Information gathered by private investigator Glenn Mulcaire could be examined by lawyers representing high-profile figures including Labour politician Lord Prescott, actor Jude Law, television presenter Ulrika Jonsson and ex-footballer Lee Chapman, said Mr Justice Vos at a hearing in London.
The judge sanctioned an agreement made between lawyers representing celebrities making civil damages claims, and the Metropolitan Police, about information from the “Mulcaire archive” which could be made available.
Four years ago Mulcaire and former News of the World royal editor Clive Goodman were given jail terms after the Old Bailey heard how they plotted to hack into royal aides’ telephone messages.
New police inquiries have started since then – and actress Sienna Miller plus footballer-turned-pundit Andy Gray have settled civil claims against the News of the World publishers News Group Newspapers.
Hugh Tomlinson QC, representing Lord Prescott, Law, Jonsson, Chapman and others, had told the court that people had “effectively been under surveillance” and said material from Mulcaire’s seized notes was needed so that levels of damage could be assessed.
The judge was told by lawyers that material which would be examined included invoices, “electronic communications” and faxes, notebooks and information from mobile phones.
About 30 people, including jockey Kieren Fallon, politicians Tessa Jowell, Chris Bryant and Mark Oaten, interior designer Kelly Hoppen, sports agent Sky Andrew and former Football Association boss David Davies and ex-soccer player and Professional Footballers’ Association boss Mick McGuire, have made damages claims, say lawyers.
During the hearing Mr Justice Vos spoke of the public interest in “getting to the bottom” of the News of the World phone-hacking allegations.
He said: “We know very well there is great public interest in what went on.
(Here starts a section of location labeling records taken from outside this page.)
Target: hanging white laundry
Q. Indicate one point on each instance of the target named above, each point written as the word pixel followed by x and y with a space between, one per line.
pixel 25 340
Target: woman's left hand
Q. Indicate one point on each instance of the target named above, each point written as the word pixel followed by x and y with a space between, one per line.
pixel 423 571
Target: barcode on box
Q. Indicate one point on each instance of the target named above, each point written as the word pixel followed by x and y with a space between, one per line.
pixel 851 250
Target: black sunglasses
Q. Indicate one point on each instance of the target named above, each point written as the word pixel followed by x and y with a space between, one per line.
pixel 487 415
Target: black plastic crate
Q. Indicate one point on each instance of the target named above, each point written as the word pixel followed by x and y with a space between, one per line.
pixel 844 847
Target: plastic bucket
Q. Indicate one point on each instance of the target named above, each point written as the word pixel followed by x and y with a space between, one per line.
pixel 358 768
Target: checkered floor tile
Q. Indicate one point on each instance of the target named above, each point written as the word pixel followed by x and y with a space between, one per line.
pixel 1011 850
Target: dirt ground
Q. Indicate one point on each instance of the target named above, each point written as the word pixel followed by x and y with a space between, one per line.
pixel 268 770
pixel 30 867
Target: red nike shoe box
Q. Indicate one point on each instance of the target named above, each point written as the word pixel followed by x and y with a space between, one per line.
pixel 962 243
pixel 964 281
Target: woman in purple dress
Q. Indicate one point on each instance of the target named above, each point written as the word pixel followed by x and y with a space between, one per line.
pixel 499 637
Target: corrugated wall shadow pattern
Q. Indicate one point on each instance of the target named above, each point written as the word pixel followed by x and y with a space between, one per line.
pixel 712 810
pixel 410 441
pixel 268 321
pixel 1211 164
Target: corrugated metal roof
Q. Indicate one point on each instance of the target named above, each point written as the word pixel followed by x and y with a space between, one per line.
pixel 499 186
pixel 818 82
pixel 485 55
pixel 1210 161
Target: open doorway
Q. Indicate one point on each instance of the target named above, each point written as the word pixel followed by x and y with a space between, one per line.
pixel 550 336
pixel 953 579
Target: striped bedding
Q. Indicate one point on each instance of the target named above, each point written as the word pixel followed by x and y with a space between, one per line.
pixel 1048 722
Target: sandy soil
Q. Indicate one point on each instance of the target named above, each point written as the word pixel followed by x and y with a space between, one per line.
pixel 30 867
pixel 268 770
“The whole thing is conducted in the glare of publicity and it is a case where there is, at least, one argument for saying there is a public interest in getting to the bottom of it so nobody can, after this case is concluded, say, ‘Oh this claimant didn’t get what they were due’.”
Michael Silverleaf QC, for News of the World publisher News Group Newspapers (NGN), said the newspaper had admitted intercepting messages and there was “very little in dispute”. He said he was concerned to keep legal costs down.
Hugh Tomlinson QC, said NGN’s desire to “limit disclosure” was “understandable”, adding: “It wants to put a lid on the wrongdoing it got up to over the years.
“What many of the claimants are concerned with is finding out what actually happened.”
The judge is due to hear evidence relating to a group of “lead claimants” at a trial in January and assess damages. Any rulings he makes are expected to provide a blueprint for the way other claims are dealt with.
He is also due to examine the progress of litigation at a case management hearing in on Friday.